The best way I can describe living with Bipolar is that it is like living with cancer. Bipolar is a beautiful monster, albeit a deadly one -- one which, if left untamed, has no qualms about consuming you alive. It is an illness that must be faced and fought back each day to prevent greater progression and malignancy. Some days are easier than others. But the potential for illness recurrence is always there. I say this not to discourage anyone with Bipolar or to make light of cancer, but instead to highlight the seriousness and gravity that treatment and self care for Bipolar must hold.

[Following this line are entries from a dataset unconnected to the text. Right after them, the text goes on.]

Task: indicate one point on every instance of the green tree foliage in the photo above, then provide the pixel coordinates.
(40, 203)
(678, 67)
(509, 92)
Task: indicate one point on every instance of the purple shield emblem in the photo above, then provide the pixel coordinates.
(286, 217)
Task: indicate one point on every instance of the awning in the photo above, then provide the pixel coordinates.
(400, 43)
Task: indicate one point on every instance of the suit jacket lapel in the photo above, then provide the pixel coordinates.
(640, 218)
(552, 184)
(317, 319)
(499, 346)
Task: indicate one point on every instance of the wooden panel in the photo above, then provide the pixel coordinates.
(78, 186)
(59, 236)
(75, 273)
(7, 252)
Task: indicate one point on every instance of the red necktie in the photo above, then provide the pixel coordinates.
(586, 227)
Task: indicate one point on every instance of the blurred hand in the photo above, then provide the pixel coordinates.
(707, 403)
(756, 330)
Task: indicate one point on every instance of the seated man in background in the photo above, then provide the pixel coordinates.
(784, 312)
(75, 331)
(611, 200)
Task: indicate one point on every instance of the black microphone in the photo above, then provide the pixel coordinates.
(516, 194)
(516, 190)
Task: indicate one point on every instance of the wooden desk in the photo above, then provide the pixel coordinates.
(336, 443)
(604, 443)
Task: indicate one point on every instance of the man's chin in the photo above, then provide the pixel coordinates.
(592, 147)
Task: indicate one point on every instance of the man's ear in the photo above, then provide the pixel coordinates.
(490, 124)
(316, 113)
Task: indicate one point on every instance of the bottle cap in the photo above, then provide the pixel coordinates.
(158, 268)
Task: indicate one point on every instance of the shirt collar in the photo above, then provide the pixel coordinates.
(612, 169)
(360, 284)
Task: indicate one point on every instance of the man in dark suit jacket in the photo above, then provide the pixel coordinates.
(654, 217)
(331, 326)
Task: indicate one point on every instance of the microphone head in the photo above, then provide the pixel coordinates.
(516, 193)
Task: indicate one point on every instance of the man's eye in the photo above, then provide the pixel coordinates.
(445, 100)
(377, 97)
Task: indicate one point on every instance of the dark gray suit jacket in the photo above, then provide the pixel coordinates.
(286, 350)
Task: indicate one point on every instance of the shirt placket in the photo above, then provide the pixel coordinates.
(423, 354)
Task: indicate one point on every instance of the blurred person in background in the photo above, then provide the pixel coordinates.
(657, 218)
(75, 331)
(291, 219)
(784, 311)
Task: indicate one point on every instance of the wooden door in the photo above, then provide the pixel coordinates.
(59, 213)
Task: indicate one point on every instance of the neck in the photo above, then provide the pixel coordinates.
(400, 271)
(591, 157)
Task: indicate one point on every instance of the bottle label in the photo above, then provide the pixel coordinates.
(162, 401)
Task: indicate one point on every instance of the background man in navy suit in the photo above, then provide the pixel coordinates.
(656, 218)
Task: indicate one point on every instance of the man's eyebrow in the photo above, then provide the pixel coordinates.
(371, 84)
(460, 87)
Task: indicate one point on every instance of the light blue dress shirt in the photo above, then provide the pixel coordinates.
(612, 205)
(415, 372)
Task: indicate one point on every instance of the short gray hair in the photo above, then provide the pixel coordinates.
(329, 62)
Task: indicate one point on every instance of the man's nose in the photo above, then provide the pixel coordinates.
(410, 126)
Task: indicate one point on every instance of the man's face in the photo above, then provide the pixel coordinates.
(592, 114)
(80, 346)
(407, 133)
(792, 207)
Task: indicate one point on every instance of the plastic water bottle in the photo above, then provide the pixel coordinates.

Interestingly, I also recently came across a viewpoint article in the Journal of the American Medical Association which supports the utility of treating bipolar disorder like cancer in order to prevent greater recurrence and progression. I found this article interesting as few individuals describe the management of Bipolar in this way. Change is needed.
Through living with bipolar disorder, I now have a greater appreciation for the pain that some people must live with and carry with them each day. There are people in the world who suffer silently, invisibly, demonstrating an incredible amount of courage to get out of bed and face themselves in the mirror each day. Sometimes, it can take a lot of guts to stay alive. It can be brave to hope.
Sometimes I feel as if my life prior to my hypomanic episode as one in which I was a spinning top -- one precisely balanced and spinning rapidly at a right angle on its tip. During the episode, my top began to lose its balance -- wobbling to and fro in a deeper wider fashion, losing all direction. Afterwards, I had to learn how to live with this new wobble, how to continue maintaining the spin -- a difficult task as the top had been fundamentally changed: I could never really get it to spin the way that it used to again.
So a part of my healing process has been acceptance, and learning to live with pain in a way that doesn't cause my wobbles to worsen, but to stay calm with the wobbles so that I can stay spinning. Through this, I've found that some people will help coach you through the wobbles. Others will leave your life , unable to be there for you through the wobbles; perhaps they dislike wobbles or have enough of their own. And still others will wobble along with you, laughing, crying, and dancing with you through them.
This is my new normal. And I’m learning that though there are difficult parts to it, there are good parts too.